Gosto de pensar na perplexidade quanto ao legado que podemos deixar no que depende de nós. Que não é nem aquele legado alardeado por nossos pais - e educação e o preparo - nem é o valor em dinheiro ou bens, que se evaporam ao primeiro vendaval nas finanças ou na política. A mim me interessan outros bens, outros valores, os valores morais. O termo "morais" faz arquear sobrancelhas, cheira a religiosidade ou a moralismo e a preconceito de fariseu. Mas não é disso que falo: moralidade não é moralismo, e moral todos temos de ter. A gente gosta de dizer que está dando valores aos filhos. Pergunto: que valores? Morais, ora, decência, ética, trabalho, justiça social, por exemplo. É ótimo passar aos filhos o senso de alguma justiça social, mas então a gente indaga: você paga a sua empregada o mínimo que a lei exige ou o máximo que você pode? Penso que a maioria de nós responderia não à segunda parte da pergunta então, acaba já toda a conversa sobre justiça social, pois tudo ainda começa em casa e bem antes da escola.
Não adianta falar em ética, se vasculho bolsos e gavetas de meus filhos, se escuto atrás da porta ou na extensão do telefone - a não ser que a ameaça das drogas justifique essa atitude. Não adianta falar de justiça, se trato miseravelmente meus fucionários. Não se pode falar em decência, se pulamos a cerca deslavadamente, quem sabe até nos fanfarronando diante dos filhos homens: ah, o velho aqui ainda pode! Nem se deve pensar em respeito, se desrespeitamos quem nos rodeia, e isso vai dos empregados ao parceiro ou parceira, passando pelos filhos, é claro. Se sou tirana, egoísta, bruta; se sou tola, fútil, metida a gatinha manhosa, se vivo acima das minhas possibilidades e ensino isso aos meus filhos, o efeito sobre a moral deles e sua visão da vida vai ser um desastre.

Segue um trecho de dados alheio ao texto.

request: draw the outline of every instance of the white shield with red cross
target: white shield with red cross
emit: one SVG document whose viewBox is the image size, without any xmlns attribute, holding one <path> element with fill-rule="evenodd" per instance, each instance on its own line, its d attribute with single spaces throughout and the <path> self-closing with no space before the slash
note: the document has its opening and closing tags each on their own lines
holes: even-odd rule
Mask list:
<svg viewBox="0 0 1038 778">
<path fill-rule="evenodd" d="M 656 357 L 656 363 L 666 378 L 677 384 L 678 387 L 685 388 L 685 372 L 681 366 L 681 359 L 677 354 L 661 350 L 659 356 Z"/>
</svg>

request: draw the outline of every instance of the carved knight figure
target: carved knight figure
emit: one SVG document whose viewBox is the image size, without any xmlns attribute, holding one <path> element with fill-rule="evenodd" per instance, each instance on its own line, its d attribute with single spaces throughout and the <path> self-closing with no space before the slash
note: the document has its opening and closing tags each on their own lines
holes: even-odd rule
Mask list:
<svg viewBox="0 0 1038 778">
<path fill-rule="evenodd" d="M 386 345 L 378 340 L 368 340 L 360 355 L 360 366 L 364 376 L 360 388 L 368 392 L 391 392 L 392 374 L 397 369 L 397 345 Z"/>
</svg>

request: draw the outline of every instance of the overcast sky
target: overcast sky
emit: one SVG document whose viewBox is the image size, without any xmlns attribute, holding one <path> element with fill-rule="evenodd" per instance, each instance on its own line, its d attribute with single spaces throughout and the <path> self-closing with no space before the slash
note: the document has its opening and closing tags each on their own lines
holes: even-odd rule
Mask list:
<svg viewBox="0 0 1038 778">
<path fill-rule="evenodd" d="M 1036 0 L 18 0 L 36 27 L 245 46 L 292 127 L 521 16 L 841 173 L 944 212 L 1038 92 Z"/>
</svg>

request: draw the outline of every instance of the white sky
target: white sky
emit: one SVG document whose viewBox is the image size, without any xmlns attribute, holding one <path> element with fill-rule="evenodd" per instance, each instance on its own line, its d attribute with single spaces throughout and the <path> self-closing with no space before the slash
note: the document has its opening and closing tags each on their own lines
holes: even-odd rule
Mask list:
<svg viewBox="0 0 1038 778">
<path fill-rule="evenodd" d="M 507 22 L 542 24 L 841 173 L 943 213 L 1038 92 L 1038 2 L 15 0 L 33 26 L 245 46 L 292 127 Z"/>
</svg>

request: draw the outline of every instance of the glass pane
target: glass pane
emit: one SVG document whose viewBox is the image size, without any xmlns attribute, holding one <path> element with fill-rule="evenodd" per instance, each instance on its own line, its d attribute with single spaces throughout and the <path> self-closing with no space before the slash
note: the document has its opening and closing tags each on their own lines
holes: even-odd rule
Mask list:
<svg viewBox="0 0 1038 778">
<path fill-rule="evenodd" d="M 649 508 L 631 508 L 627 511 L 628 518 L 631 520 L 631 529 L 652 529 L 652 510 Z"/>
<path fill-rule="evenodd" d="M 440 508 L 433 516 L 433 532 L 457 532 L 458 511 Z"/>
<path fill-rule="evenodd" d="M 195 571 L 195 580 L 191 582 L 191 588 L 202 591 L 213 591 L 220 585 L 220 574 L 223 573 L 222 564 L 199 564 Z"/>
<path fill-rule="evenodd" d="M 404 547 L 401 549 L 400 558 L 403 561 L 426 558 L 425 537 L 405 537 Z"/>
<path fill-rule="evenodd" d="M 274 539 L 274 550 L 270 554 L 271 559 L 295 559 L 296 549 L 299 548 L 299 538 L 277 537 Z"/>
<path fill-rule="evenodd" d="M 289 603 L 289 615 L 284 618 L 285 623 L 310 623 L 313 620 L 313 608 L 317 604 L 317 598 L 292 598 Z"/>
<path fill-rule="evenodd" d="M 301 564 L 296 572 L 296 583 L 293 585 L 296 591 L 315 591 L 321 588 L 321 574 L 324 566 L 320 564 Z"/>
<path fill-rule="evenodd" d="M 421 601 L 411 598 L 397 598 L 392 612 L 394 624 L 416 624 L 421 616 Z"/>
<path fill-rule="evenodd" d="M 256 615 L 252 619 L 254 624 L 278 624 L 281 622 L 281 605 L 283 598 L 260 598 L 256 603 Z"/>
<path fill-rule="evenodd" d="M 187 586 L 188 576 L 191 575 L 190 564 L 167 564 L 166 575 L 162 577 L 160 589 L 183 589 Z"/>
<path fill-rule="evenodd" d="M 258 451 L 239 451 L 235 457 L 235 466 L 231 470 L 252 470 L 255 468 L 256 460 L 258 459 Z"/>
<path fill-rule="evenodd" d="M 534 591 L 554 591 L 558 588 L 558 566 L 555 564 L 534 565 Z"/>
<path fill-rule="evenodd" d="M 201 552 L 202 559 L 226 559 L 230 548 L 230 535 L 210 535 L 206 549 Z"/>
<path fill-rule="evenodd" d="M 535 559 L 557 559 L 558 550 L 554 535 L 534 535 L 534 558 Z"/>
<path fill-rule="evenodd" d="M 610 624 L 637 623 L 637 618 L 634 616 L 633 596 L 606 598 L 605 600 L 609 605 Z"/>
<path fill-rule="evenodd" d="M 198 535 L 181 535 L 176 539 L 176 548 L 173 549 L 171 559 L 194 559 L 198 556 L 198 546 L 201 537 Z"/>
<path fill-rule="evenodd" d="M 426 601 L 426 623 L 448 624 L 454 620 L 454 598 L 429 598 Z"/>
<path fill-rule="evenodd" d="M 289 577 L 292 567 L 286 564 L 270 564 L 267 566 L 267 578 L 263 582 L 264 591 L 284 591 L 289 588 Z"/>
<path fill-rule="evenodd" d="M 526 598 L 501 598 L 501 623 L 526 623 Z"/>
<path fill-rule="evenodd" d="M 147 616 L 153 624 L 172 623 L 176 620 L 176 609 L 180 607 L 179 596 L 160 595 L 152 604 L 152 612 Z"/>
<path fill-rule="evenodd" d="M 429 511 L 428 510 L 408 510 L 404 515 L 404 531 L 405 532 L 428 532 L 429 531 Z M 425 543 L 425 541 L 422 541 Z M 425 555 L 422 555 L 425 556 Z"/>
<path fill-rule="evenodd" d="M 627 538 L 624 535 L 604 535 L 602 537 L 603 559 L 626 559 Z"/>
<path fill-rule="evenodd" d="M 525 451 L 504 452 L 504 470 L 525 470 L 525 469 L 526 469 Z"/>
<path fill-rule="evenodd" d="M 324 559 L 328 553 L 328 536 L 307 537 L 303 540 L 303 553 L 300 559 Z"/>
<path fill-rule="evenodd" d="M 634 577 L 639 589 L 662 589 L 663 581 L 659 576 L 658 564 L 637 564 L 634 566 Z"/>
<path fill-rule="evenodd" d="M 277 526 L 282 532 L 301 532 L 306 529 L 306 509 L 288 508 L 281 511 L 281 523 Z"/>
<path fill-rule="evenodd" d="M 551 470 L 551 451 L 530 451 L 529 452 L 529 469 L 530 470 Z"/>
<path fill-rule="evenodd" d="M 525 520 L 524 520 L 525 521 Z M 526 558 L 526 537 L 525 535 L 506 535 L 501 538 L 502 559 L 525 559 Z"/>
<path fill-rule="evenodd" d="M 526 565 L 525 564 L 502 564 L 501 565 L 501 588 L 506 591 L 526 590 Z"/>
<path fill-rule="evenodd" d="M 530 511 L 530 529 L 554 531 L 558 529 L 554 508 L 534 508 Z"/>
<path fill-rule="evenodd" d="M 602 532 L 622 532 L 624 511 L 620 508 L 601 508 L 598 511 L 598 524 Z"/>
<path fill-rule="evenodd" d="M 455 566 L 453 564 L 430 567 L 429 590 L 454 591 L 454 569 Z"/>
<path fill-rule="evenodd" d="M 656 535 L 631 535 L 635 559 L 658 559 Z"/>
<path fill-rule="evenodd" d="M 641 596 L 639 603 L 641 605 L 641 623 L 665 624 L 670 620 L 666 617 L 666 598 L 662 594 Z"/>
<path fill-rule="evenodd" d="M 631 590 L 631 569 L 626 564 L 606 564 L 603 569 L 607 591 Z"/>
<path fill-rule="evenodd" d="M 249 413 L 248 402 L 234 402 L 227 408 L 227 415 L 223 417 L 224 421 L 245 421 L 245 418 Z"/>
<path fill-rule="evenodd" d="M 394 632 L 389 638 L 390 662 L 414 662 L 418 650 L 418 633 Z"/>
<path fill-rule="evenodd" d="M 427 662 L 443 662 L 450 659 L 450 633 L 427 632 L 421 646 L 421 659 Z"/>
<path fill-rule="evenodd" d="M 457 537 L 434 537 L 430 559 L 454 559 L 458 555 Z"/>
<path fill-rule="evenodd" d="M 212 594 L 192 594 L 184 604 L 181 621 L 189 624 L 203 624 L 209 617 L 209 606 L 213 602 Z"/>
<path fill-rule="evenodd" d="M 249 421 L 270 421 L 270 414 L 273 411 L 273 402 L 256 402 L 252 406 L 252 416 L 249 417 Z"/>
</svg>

Temos então de ser modelos? Suprema chatice. Não, não temos de ser modelos: nós somos aquele primeiro modelo que crianças recebem e assimilam, e isso passa pelo ar, pelos poros, pelas palavras, silêncios e posturas. Gosto da historinha verdadeira de quando, esperando alguém no aeroporto, vi ao meu lado uma jovem mãe, com sua filhinha de uns 5 anos, lindas e alegres. De repente, olhando para as pessoas que chegavam atrás dos grandes vidros, a perfumada mãe disse à pequena: "Olha ali o boca aberta do seu pai".
Nessa frase, que ela jamais imaginaria repetida em um artigo de revista ou em palestras pelo pais, a moça definia seu ambiente familiar. Assim se definem ambientes na escola, no trabalho, nos governos, no mundo. Em casa, para começar. O palavrório sobre o que legaremos aos nossos filhos será vazio se nossas atitudes forem egoístas, burras, grosseiras ou maliciosas. O resto é conversa fiada para qual, neste tempo de graves assuntos, não temos tempo." (Revista Veja edição 2082 - 15 de outubro de 2008)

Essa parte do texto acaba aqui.